Mechanical gyroscopes (such as the one found in the Inertial Measurement Unit of the Apollo guidance computer) consist of three gimbals (x, y and z).

Gimbal lock occurs when two of these end up in the same plane (ie parallel to one another). When this occurs, you can only now measure in two axes, rather than three. Not great when you’re trying to navigate round the 3-D void of space with few landmarks to give you an accurate position fix.

It used to be an issue in fighter aircraft too, before the introduction of laser ring gyros, as extreme nose up or nose down attitudes could cause it.

When you’re walking around or driving around it’s easy to know where you are because you have eyes and can see things like street signs and landmarks. When you’re in something like a submarine or a spaceship, it’s much harder. So how do you ever know where you are if you can’t look out a window?

You use a series of rings called gimbals which spin around and they can basically tell you which direct you’re pointing in. If you combine that knowledge with something like how hard your engines are firing, or elapsed time, you can do math to figure out where you must be from a starting point. Gimbals like this are also called a gyroscope (each gimbal is one ring, 3 rings make a gyroscope).

In the case of the Apollo missions they ran into issues with the gimbals they sent up on the space ships where they “locked”, for whatever reason they stopped accurately reporting what direct the ship was facing. This is obviously suuuuper bad because the tiniest miscalculation meant the spaceship would likely just fly off into space forever or crash into the Earth or Moon. So they were forced to use a sextant and plot their position via the stars just like old timey sailors.

The mission logs actually have a pretty good description of what it is: https://history.nasa.gov/afj/ap13fj/12day4-approach-moon.html

A gimbal allows two boxes (one inside and one outside the gimbal) to rotate separately in three dimensions using three axis of rotation.

I’m the case of Apollo, it was used, IIRC, as part of the inertial measurement system (basically something that measure acceleration).

If two axis of rotation align, then the gimbal has one axis it cannot rotate around anymore (the wikipedia article has a pretty good illustration: https://en.wikipedia.org/wiki/Gimbal_lock along that axis anymore. Which means, there is a direction in which we can’t measure acceleration anymore. So we don’t know where we’re going.

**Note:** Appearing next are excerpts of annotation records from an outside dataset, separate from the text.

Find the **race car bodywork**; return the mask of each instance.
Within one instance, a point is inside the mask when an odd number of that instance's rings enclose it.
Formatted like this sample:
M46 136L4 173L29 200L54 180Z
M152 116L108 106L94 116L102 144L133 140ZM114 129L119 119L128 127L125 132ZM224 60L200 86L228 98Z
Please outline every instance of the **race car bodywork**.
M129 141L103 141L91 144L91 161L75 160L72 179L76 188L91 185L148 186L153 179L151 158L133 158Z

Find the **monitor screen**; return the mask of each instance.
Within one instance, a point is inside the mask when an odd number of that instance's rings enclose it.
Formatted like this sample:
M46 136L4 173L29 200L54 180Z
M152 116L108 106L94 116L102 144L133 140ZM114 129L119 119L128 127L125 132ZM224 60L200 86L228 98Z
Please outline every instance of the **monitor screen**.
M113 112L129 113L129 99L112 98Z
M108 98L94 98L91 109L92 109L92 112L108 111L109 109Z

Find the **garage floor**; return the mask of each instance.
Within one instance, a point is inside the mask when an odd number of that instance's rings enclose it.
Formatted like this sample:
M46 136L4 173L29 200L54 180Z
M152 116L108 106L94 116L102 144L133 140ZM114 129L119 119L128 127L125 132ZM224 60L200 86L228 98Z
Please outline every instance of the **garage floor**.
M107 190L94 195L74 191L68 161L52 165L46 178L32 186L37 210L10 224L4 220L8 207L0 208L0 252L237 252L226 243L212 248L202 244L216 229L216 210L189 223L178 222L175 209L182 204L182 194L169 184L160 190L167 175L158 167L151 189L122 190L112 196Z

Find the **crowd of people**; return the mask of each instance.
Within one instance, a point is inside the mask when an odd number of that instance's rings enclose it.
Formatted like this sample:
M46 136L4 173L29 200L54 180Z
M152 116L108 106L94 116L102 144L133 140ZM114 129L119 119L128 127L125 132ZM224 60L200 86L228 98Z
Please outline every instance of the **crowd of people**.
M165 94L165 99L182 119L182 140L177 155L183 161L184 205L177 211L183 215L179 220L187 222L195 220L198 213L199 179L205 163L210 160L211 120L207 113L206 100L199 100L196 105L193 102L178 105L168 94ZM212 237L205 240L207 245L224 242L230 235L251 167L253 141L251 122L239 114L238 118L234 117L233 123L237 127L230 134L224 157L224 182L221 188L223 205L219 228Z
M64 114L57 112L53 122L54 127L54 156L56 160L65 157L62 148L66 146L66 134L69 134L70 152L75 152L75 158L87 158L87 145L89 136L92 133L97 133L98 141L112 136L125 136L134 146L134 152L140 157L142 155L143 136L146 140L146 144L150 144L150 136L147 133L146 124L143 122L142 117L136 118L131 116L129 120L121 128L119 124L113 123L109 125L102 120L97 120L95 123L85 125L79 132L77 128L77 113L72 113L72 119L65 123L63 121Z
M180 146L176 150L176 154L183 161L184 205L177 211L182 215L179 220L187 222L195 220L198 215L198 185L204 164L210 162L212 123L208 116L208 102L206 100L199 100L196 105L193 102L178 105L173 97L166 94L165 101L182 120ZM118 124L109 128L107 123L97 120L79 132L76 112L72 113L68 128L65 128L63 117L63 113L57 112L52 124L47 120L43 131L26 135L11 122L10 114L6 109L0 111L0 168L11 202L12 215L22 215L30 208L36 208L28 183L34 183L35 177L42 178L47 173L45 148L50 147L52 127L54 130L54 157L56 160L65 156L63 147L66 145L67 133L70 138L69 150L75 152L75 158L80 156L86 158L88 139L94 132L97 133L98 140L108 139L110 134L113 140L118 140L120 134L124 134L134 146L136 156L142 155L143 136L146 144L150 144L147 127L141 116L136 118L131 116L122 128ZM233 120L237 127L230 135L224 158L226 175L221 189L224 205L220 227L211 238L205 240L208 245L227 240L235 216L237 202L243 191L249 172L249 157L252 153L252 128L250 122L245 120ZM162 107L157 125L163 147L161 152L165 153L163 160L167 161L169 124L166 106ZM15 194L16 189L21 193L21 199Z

On the spacecraft, they were using a gyroscope/gyrocompass to help navigate. Gyrocompasses are good for navigation and other things because they remain [rigid in space when spinning.](https://www.youtube.com/watch?v=xQb-N486mA4&ab_channel=EuropeanSpaceAgency%2CESA). So, if you get a gyroscope spinning, you use to keep track of your positioning since it stays in place. You tell what is relatively up and down if you align your gyro in that way. This is important as astronaut may need this info to properly line themselves up a course between points in space.

Gimbal lock is when you apply a force to a gyro that causes the rotating axies of the gyro (also known as the gimbals) to line up and “lock up” with eachother. When this happens the gyro no longer maintains its rigidity and becomes useless. [In this video, you can see that the gyro does like a full flip when the rings ling up.](https://youtu.be/oj7v3MXJL3M?t=106). Imagine trying to navigate, and your instrument literarily flips upside down.

In Apollo 13, the spacecraft was shimmying violently in all direction after the explosion. This movement applied force on the gyro. If enough force was applied, the rings of the gyro would align, they would lock up, and gimbal lock occurs. This ruin the gyro’s ability to give the astronauts directional data. With gimbal lock, they wouldn’t be able to determine what is up, down, sideways, etc.

[This video explains it a bit more](https://www.youtube.com/watch?v=OmCzZ-D8Wdk&ab_channel=TheVintageSpace)

A gimbals that whirly metal round thing that you often see in labs on space related movies.

I don’t know anything regarding spacecrafts use of them, but they are used in lots of everyday equipment too, like stage lights that rotate in multiple different ways, which I know a lot more about.

In that context, ‘gimbal lock’ is when the light refuses to move out of a certain position, and therefore the light becomes next to useless unless the gimbal can be replaced.

I imagine on a spacecraft, gimbal lock could be a lot more serious than a lightshow fucking up.